Alexander Altmann A10567

Contents

Cover

Blurb

Logo

Chapter 1

Chapter 2

Chapter 3

Chapter 4

Chapter 5

Chapter 6

Chapter 7

Chapter 8

Chapter 9

Chapter 10

Chapter 11

Chapter 12

Chapter 13

Chapter 14

Chapter 15

Chapter 16

Chapter 17

Chapter 18

Chapter 19

Chapter 20

Chapter 21

Chapter 22

Chapter 23

Author Note

About the Author

Acknowledgements

Copyright

Dedication

Also by Suzy Zail

Fourteen-year-old Alexander Altmann doesn’t need to look at the number tattooed on his arm. A10567: he knows it by heart. He also knows that to survive Auschwitz, he has to toughen up.

When he is given the job of breaking in the commander’s new horse, their survival becomes intertwined.

Alexander knows the animal is scared and damaged, but he must win its trust. If he fails, they will both be killed.

Chapter 1

Alexander Altmann stood in the dusty grey square, sweating. He looked up at the sun and guessed it was midday. His stomach growled. If he was home, his mother would be calling him to come in for lunch. He felt his eyes start to well. “Stop it,” he said under his breath. “Stop feeling sorry for yourself.” He wiped his nose on his sleeve and waited for his number to be called. He didn’t need to look down at his arm at the number tattooed onto his skin. He knew it by heart. A10567.

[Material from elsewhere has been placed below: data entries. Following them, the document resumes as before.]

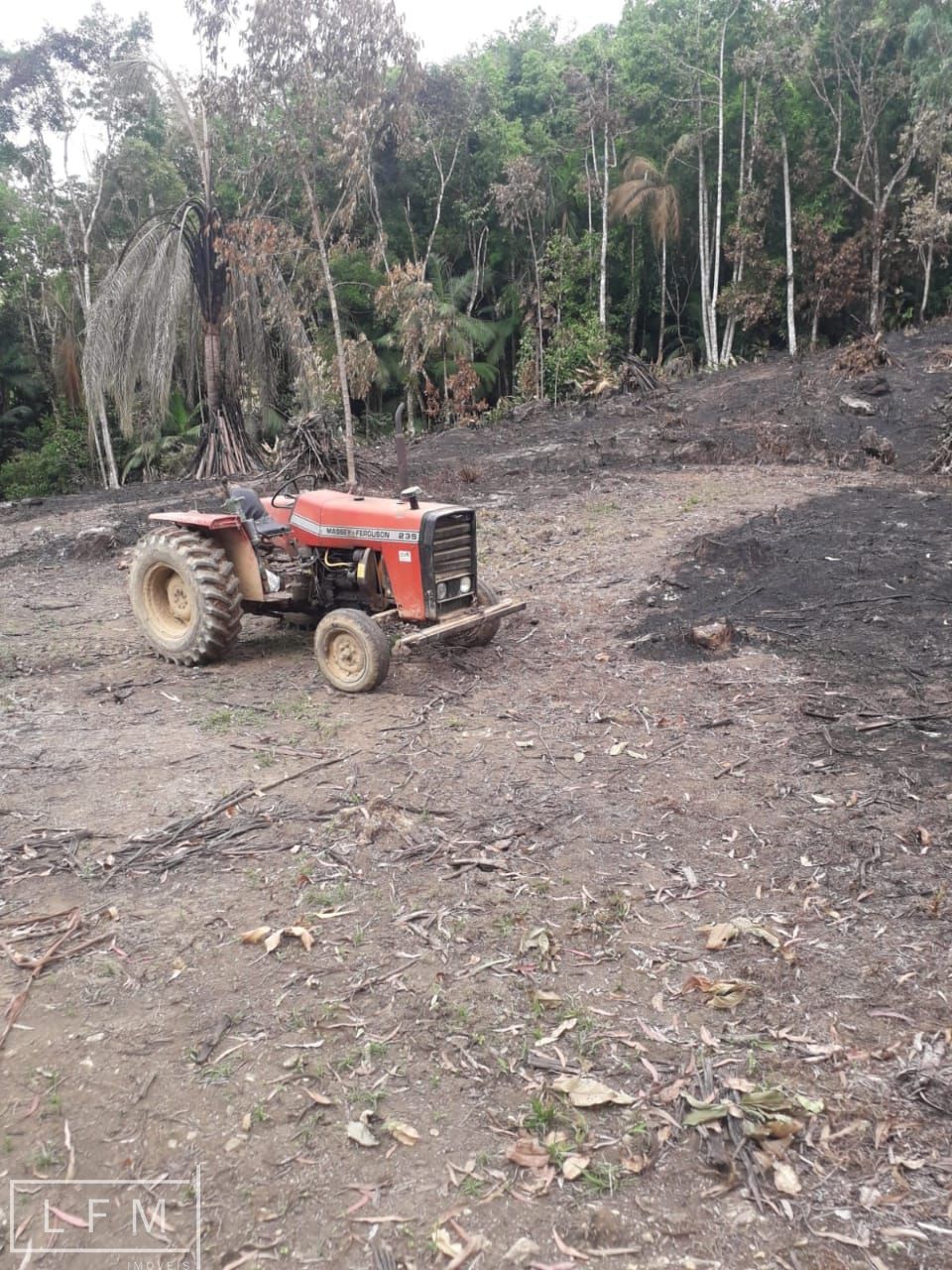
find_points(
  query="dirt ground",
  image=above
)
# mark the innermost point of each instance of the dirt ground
(615, 951)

The last time he’d heard his name was five weeks ago, maybe six. He hadn’t recognised his mother when she’d called out to him. Her head had been shaved and she wore mismatched shoes and a tattered dress that gaped at the neck and, for the first time since he’d stepped off the train, Alexander realised what he must look like.

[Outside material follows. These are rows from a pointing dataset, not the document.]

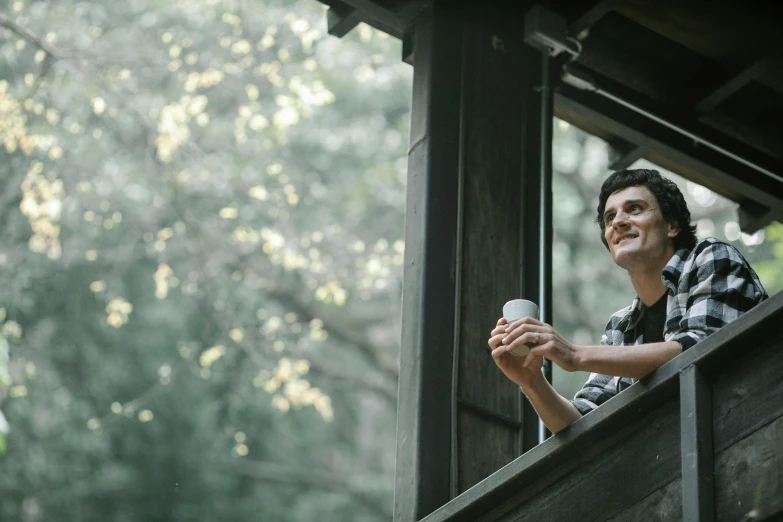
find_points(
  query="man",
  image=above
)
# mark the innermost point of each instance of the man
(685, 290)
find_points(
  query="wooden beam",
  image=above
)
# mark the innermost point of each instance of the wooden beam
(546, 464)
(704, 165)
(380, 17)
(424, 426)
(580, 27)
(698, 488)
(723, 89)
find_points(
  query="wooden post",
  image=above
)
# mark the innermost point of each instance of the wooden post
(422, 482)
(698, 490)
(472, 231)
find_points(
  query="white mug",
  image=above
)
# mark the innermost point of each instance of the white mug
(517, 309)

“Alex!” she’d cried, clinging to the barbed wire fence that separated the men’s camp from the women’s barracks. “Alex! It’s me.” They’d fed their fingers through the gaps in the wire and Alexander remembered feeling elated, and then sick to the stomach when he realised his sister wasn’t with her.

He tried to banish the memory and make his mind go blank. He was used to blue skies and green fields, to nickering horses and the sound of the wind rustling the leaves. Not the sound of guns. He listened for the whistling wind and the buzz of insects, but when he opened his eyes the sky above Birkenau was still dirty with smoke and all he could hear was the brutal sound of men shouting and dogs barking.

“Caps off!” An SS guard drew a rubber baton from his belt. Alexander pulled his cap from his head and cursed silently.

“Caps on!”

Alexander set the blue and white cap back on his head and grumbled to himself.
What was the point of having prisoners do endless drills that sapped their energy?
Then a boy, two rows up, collapsed and Alexander realised – that was the point.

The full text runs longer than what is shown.